Newton treated the subject theoretically in the Principia (1687); but we must allow, as Lagrange says, that this is the least satisfactory passage of that great work. Newton, having made his experiments in another manner than Torricelli, namely, by measuring the quantity of the efflux instead of its velocity, found a result inconsistent with that of Torricelli. The velocity inferred from the quantity discharged, was only that due to half the depth of the fluid.
In the first edition of the Principia,[31] Newton gave a train of reasoning by which he theoretically demonstrated his own result, going upon the principle, that the momentum of the issuing fluid is equal to the momentum which the column vertically over the orifice would generate by its gravity.
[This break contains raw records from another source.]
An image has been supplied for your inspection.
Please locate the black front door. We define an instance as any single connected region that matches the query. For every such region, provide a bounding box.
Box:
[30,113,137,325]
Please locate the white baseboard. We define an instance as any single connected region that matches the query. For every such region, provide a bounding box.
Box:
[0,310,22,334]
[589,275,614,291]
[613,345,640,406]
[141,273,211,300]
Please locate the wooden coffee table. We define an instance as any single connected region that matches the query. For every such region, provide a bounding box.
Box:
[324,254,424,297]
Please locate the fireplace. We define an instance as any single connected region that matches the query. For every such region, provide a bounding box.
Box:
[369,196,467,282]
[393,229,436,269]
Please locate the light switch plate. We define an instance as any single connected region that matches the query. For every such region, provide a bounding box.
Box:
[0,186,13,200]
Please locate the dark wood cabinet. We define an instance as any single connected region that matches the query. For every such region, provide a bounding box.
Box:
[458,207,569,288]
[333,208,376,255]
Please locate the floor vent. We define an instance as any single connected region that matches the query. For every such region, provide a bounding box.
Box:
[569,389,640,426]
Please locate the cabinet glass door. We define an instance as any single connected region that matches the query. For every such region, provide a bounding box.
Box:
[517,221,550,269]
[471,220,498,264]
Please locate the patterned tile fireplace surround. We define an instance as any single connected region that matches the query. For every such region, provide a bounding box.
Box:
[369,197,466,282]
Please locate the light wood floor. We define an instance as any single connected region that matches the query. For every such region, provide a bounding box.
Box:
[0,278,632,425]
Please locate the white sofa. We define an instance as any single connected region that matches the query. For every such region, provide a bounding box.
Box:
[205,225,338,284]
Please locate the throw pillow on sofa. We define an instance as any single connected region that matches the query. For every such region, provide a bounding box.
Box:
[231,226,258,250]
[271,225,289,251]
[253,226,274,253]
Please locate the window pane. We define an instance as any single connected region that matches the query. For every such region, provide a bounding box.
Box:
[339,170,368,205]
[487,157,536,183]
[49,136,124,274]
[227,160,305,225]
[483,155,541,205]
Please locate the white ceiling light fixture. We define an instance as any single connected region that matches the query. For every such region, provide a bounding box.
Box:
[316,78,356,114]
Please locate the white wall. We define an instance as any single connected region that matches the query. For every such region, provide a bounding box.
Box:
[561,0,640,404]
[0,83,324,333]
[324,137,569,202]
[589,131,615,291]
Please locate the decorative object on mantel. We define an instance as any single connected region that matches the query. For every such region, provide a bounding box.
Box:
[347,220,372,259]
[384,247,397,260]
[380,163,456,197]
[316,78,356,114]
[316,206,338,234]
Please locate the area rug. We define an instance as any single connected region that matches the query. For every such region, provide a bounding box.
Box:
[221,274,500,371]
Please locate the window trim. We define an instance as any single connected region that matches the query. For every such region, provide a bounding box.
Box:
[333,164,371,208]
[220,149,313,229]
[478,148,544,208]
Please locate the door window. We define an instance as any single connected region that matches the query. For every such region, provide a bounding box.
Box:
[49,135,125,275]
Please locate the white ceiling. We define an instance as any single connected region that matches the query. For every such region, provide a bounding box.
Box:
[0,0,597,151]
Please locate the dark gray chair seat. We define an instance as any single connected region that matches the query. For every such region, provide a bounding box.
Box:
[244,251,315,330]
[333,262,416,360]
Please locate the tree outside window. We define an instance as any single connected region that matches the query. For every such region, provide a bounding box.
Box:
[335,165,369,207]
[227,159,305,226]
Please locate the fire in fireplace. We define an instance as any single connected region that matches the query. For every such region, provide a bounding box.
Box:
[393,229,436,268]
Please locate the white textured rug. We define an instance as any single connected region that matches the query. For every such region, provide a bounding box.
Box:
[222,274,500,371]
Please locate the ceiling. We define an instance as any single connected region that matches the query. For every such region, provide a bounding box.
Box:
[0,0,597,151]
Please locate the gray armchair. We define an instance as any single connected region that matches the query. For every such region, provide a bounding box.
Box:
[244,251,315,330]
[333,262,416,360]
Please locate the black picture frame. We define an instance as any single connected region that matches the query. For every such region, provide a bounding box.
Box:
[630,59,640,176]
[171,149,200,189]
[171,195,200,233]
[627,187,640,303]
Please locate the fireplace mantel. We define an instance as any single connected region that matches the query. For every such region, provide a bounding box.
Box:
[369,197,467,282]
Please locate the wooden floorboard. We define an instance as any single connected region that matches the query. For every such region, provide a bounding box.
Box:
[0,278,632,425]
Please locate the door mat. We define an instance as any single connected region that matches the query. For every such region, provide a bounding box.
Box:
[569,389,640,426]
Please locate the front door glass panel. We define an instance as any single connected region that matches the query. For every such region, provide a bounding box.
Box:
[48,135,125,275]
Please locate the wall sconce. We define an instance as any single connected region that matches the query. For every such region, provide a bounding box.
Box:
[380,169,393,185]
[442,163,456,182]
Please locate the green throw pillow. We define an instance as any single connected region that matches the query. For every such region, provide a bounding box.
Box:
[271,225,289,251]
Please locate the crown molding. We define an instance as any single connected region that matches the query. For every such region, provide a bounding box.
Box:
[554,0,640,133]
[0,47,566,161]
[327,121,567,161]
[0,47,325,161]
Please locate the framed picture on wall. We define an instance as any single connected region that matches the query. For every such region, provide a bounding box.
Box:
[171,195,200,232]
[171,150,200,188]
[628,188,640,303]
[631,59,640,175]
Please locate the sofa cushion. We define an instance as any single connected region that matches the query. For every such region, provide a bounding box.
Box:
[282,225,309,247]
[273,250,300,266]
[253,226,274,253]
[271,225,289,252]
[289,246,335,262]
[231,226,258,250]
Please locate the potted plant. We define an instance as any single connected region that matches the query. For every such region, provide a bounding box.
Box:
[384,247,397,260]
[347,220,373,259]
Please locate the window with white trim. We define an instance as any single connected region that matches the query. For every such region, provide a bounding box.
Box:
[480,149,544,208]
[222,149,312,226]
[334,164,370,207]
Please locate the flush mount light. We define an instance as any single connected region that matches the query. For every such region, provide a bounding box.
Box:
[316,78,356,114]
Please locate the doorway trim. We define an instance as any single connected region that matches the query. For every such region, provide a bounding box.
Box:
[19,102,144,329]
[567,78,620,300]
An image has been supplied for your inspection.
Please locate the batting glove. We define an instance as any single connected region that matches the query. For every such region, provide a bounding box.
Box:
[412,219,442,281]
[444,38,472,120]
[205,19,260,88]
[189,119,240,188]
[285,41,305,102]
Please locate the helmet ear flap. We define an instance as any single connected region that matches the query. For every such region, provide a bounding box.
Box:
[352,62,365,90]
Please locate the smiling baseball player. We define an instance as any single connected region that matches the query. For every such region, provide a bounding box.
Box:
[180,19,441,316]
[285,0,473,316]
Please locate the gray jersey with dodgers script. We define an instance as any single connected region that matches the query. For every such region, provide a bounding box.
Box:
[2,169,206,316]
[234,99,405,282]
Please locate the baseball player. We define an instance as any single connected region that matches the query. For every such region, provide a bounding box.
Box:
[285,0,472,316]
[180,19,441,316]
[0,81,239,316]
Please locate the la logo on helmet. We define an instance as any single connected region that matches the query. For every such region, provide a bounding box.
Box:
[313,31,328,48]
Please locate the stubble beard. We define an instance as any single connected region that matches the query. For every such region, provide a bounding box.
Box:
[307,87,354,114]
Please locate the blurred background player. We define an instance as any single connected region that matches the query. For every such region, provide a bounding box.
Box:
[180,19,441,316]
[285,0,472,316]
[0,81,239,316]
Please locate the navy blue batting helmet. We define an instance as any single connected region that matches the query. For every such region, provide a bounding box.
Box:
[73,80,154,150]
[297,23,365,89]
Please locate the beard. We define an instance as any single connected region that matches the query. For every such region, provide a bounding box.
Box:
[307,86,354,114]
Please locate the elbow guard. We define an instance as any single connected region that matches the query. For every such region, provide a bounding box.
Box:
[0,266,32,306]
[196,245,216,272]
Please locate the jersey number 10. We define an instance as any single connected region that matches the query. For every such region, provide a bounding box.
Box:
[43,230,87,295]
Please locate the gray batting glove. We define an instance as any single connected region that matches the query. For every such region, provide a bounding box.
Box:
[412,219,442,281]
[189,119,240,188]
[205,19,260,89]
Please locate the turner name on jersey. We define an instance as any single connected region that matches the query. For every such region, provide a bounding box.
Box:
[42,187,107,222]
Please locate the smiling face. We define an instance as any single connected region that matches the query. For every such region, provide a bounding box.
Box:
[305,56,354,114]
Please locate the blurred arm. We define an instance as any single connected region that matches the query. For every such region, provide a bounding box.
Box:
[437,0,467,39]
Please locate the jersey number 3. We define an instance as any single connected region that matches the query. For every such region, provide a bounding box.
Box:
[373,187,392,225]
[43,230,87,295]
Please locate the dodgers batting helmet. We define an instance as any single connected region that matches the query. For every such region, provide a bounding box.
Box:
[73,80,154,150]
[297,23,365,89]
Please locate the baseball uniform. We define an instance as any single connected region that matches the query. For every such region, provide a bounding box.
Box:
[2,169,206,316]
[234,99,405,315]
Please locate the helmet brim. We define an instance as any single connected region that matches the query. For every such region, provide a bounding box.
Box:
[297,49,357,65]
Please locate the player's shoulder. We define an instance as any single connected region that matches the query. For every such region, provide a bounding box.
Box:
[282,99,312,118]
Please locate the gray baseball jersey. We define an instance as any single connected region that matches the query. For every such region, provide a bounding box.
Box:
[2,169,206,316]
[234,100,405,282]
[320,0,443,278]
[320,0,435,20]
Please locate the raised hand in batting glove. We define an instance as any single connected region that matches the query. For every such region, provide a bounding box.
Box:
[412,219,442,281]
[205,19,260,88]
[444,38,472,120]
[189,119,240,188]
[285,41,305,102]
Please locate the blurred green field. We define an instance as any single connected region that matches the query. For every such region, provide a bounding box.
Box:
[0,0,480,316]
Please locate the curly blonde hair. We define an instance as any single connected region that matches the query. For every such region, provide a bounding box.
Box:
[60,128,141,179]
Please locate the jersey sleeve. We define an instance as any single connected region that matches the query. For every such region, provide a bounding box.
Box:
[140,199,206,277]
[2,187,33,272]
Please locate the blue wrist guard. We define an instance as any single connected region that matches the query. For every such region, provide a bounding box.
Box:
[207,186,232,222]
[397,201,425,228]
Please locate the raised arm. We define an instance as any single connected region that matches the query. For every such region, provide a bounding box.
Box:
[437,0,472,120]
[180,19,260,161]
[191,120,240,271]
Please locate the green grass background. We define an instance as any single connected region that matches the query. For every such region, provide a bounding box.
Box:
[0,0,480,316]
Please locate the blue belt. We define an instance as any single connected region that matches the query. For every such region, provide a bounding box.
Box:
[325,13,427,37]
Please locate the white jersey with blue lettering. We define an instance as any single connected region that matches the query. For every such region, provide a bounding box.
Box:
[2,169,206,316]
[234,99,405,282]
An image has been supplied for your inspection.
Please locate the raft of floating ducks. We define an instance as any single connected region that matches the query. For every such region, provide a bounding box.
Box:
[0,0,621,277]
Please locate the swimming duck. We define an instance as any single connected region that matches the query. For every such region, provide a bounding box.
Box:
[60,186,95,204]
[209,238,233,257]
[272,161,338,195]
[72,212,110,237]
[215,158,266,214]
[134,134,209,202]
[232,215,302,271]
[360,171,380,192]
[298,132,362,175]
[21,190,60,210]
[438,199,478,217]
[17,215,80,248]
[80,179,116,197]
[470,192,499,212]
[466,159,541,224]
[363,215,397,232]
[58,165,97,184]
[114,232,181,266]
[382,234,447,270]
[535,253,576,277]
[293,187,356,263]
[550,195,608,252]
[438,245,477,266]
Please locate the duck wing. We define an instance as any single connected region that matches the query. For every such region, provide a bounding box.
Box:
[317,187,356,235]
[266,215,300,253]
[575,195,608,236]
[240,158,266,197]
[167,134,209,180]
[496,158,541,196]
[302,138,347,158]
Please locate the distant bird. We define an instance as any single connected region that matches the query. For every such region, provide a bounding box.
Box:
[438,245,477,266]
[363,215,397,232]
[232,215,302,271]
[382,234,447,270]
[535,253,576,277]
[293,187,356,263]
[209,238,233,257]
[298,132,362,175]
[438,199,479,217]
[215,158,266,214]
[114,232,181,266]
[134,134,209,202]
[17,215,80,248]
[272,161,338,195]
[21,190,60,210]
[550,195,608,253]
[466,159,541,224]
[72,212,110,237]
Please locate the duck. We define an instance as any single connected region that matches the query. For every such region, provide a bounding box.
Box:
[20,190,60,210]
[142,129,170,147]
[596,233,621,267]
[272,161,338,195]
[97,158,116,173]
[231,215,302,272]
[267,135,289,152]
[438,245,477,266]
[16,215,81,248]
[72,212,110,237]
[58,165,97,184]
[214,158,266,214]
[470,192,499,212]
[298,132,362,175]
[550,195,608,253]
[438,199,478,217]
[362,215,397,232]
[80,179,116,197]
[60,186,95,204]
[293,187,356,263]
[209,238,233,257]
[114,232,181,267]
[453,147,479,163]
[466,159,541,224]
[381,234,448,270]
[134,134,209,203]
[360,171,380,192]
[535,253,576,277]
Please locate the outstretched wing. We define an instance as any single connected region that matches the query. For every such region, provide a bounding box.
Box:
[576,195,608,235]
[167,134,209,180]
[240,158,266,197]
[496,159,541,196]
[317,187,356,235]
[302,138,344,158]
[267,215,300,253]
But Torricelli’s experiments, which had given the velocity due to the whole depth, were confirmed on repetition: how was this discrepancy to be explained?
[31] B. ii. Prop. xxxvii.
Newton explained the discrepancy by observing the contraction which the jet, or vein of water, undergoes, just after it leaves the orifice, and which he called the vena contracta. At the orifice, the velocity is that due to half the height; at the vena contracta it is that due to the whole height. The former velocity regulates the quantity of the discharge; the latter, the path of the jet.
This explanation was an important step in the subject; but it made Newton’s original proof appear very defective, to say the least. In the second edition of the Principia (1714), Newton attacked the problem in a manner altogether different from his former investigation. He there assumed, that when a round vessel, containing fluid, has a hole in its bottom, the descending fluid may be conceived to be a conoidal mass, which has its base at the surface of the fluid, and its narrow end at the orifice. This portion of the fluid he calls the cataract; and supposes that while this part descends, the surrounding [350] parts remain immovable, as if they were frozen; in this way he finds a result agreeing with Torricelli’s experiments on the velocity of the efflux.
We must allow that the assumptions by which this result is obtained are somewhat arbitrary; and those which Newton introduces in attempting to connect the problem of issuing fluids with that of the resistance to a body moving in a fluid, are no less so. But even up to the present time, mathematicians have not been able to reduce problems concerning the motions of fluids to mathematical principles and calculations, without introducing some steps of this arbitrary kind. And one of the uses of experiments on this subject is, to suggest those hypotheses which may enable us, in the manner most consonant with the true state of things, to reduce the motions of fluids to those general laws of mechanics, to which we know they must be subject.
Hence the science of the Motion of Fluids, unlike all the other primary departments of Mechanics, is a subject on which we still need experiments, to point out the fundamental principles. Many such experiments have been made, with a view either to compare the results of deduction and observation, or, when this comparison failed, to obtain purely empirical rules. In this way the resistance of fluids, and the motion of water in pipes, canals, and rivers, has been treated. Italy has possessed, from early times, a large body of such writers. The earlier works of this kind have been collected in sixteen quarto volumes. Lecchi and Michelotti about 1765, Bidone more recently, have pursued these inquiries. Bossut, Buat, Hachette, in France, have labored at the same task, as have Coulomb and Prony, Girard and Poncelet. Eytelwein’s German treatise (Hydraulik) contains an account of what others and himself have done. Many of these trains of experiments, both in France and Italy, were made at the expense of governments, and on a very magnificent scale. In England less was done in this way during the last century, than in most other countries. The Philosophical Transactions, for instance, scarcely contain a single paper on this subject founded on experimental investigations.[32] Dr. Thomas Young, who was at the head of his countrymen in so many branches of science, was one of the first to call back attention to this: and Mr. Rennie and others have recently made valuable experiments. In many of the questions now spoken of, the accordance which engineers are able to obtain, between their calculated and observed results, [351] is very great: but these calculations are performed by means of empirical formulæ, which do not connect the facts with their causes, and still leave a wide space to be traversed, in order to complete the science.